Reencontrei amigos, amarguei e fiz amargar: mera tendência dos mortais.
2010 foi um ano extraordinário para mim.
Perdi tudo e reconquistei tudo perdendo.
Sinto falta das terras virgens de mim.

Vivi aventuras plácidas e me fiz fé na tormenta.
Certos momentos eu perdi a fé, e assim, Deus se me fez abraço na angústia.
Desejo que 2011 seja um lugar de novas aventuras,
De erros e acertos, batalhas e vitórias.
Contudo, desejo ser eu mesmo, amado ou odiado, querido ou não.

Desejo a todos os que vivem os mesmos dramas que eu um feliz Ano Novo.
Sejam verdadeiros consigo mesmos e com os outros.
Reinventem-se e não deixem que os outros tripudiem sobre sua humildade.
Sejam fortes e amem a Deus acima de tudo.
Amem, simplesmente amem. Porque no fim do ano o que restará é o fruto do amor. 
  

sábado, 25 de dezembro de 2010

Canoa Parada




A canoa está ali, na lama do mangue seco, à espera de alguém.
O mar não está para a pesca nem a alma para as redes.
Dias assim, o pescador faz da rede de balanço seu lugar de descanso.
O sol de hoje é o mesmo de outros dias,
Quando o espírito do homem não quer as ondas e tampouco os ventos.

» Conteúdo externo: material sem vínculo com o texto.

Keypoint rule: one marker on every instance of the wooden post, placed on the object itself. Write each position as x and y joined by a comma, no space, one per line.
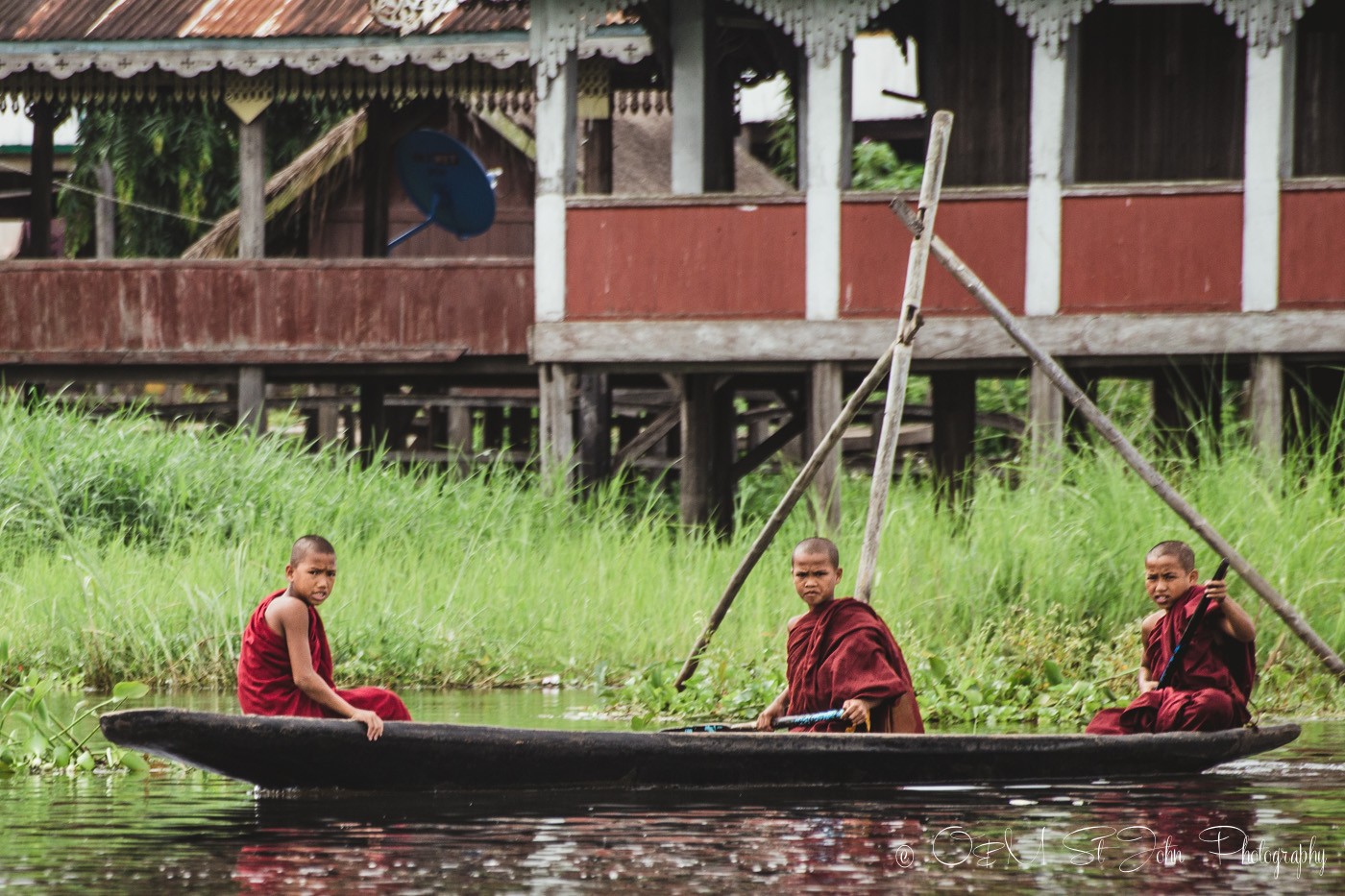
1268,406
252,399
908,321
105,213
252,187
595,422
708,448
988,299
954,399
373,429
824,396
377,180
555,423
42,164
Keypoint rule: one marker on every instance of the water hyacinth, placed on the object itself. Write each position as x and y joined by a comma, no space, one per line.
134,552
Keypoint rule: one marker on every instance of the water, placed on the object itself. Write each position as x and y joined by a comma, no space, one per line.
1266,824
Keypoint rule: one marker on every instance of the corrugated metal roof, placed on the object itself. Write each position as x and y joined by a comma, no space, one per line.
167,19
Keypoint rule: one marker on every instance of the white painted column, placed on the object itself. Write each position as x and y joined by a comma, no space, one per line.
1051,148
557,147
1268,87
690,70
824,173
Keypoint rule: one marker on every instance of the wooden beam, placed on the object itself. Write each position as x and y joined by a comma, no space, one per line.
796,343
42,163
652,433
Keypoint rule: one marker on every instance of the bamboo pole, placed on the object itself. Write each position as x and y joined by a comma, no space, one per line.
982,294
894,406
782,510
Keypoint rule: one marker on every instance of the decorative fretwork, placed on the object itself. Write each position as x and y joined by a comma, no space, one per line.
822,27
409,15
1048,22
1261,23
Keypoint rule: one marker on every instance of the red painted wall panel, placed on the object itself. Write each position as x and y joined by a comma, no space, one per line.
1311,261
1152,254
212,305
685,261
989,234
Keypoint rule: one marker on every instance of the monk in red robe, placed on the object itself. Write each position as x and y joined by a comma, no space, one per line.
841,655
1216,668
285,667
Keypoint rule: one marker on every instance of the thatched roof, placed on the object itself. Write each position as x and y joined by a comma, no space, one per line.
335,148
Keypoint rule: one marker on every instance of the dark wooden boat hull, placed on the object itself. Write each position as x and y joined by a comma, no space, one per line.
280,752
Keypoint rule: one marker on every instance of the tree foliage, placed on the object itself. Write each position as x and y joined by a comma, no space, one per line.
178,163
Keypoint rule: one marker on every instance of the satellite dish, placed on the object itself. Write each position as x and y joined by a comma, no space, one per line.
447,183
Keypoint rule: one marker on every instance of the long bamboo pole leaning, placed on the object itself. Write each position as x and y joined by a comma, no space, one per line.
782,510
1076,397
894,405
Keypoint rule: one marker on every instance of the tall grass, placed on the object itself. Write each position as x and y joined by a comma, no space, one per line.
131,552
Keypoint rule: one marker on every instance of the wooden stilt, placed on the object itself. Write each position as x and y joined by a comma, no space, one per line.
954,399
1042,361
373,429
1267,408
824,397
917,261
252,399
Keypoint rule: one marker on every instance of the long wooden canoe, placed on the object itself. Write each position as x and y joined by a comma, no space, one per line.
281,752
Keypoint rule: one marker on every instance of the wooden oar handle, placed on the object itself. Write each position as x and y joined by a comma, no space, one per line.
809,718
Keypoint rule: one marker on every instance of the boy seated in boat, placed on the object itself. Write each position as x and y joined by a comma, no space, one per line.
285,667
1214,668
841,655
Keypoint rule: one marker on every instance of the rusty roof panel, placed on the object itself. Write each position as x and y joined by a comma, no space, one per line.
168,19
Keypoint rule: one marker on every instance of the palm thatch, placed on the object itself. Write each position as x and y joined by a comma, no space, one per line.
288,184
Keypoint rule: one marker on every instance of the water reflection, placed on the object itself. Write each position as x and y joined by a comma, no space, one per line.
1250,826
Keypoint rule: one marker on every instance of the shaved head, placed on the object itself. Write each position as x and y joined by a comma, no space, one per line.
818,547
1179,550
309,545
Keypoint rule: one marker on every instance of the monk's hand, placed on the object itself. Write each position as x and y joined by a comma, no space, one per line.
856,711
372,721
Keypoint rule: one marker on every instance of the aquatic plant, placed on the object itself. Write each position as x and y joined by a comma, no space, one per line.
134,552
34,739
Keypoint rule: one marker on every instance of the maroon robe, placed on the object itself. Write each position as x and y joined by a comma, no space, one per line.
1210,685
843,650
266,682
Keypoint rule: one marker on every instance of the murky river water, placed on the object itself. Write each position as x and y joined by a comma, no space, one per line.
1271,824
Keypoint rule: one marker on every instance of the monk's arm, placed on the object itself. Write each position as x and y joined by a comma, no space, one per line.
292,617
1235,623
1146,682
767,718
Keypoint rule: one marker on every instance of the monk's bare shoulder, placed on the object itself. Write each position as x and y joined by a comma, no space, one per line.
286,613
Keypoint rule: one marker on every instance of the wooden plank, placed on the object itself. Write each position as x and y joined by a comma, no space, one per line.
945,338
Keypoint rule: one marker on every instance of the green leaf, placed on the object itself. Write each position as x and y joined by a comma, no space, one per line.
130,690
134,762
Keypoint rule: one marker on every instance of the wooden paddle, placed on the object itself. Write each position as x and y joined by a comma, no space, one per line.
783,721
1192,624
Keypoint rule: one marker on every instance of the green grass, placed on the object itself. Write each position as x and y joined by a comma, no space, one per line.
134,553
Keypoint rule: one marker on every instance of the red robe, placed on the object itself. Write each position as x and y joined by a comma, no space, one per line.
844,650
1210,685
266,682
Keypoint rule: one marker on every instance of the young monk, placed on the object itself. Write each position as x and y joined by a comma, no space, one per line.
1214,670
841,655
285,667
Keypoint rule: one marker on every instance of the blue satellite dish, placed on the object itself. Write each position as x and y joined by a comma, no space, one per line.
447,183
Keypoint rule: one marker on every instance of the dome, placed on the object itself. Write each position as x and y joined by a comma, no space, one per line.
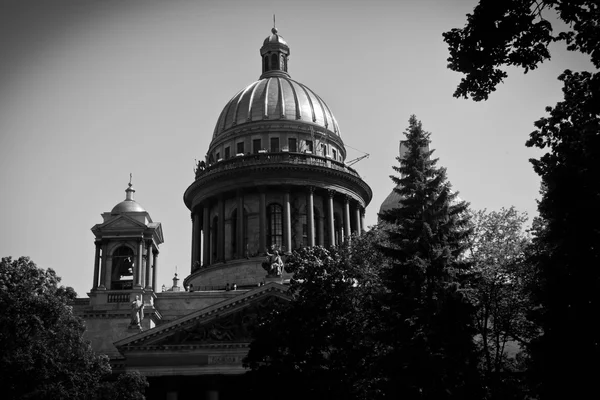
127,206
276,98
274,38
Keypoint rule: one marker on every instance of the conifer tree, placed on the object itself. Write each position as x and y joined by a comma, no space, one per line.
431,321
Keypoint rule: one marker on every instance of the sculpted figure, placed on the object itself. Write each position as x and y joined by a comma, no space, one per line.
275,263
137,312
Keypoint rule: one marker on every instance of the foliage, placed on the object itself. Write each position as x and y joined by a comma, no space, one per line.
127,386
565,244
500,276
324,343
431,322
517,33
567,240
43,354
42,351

Há um colorido que embeleza o pia nas embarcações silentes.
A vida lá fora é como o mar que espera cardumes e homens.
A linha do horizonte fende a face da lua na linha do anzol, 
Que realça o mar, espelho d’água.
Contrapartida, do outro lado, o sol esconde o rosto já cansado de esperar.
O que espera o sol?

O sol espera o que espero eu,
A viração do dia, para que tudo comece outra vez.
Eu espero o que esperam os homens e os pescadores em todo lugar.
Um dia alegre, um toque de amor e a plenitude da felicidade.
Não é assim que caminha a humanidade?

O mar prateado espera o douro do sol.
O sol encantado espera os homens à luz.
Os homens esperam florir os sonhos.
o rio espera o mar e o amor espera o afeto.
O fato é que todos esperam alguma coisa.
E eu espero o que minha alma não sabe definir: talvez o que esperam as aves.

A canoa continua ali, parada,
Amarrada está a alegria a um cepo enfiado no chão.
É assim, o cepo prende as canoas e estas prendem destinos,
Que prendem os homens e estes,
Estão presos à eternidade e à beleza de um instante.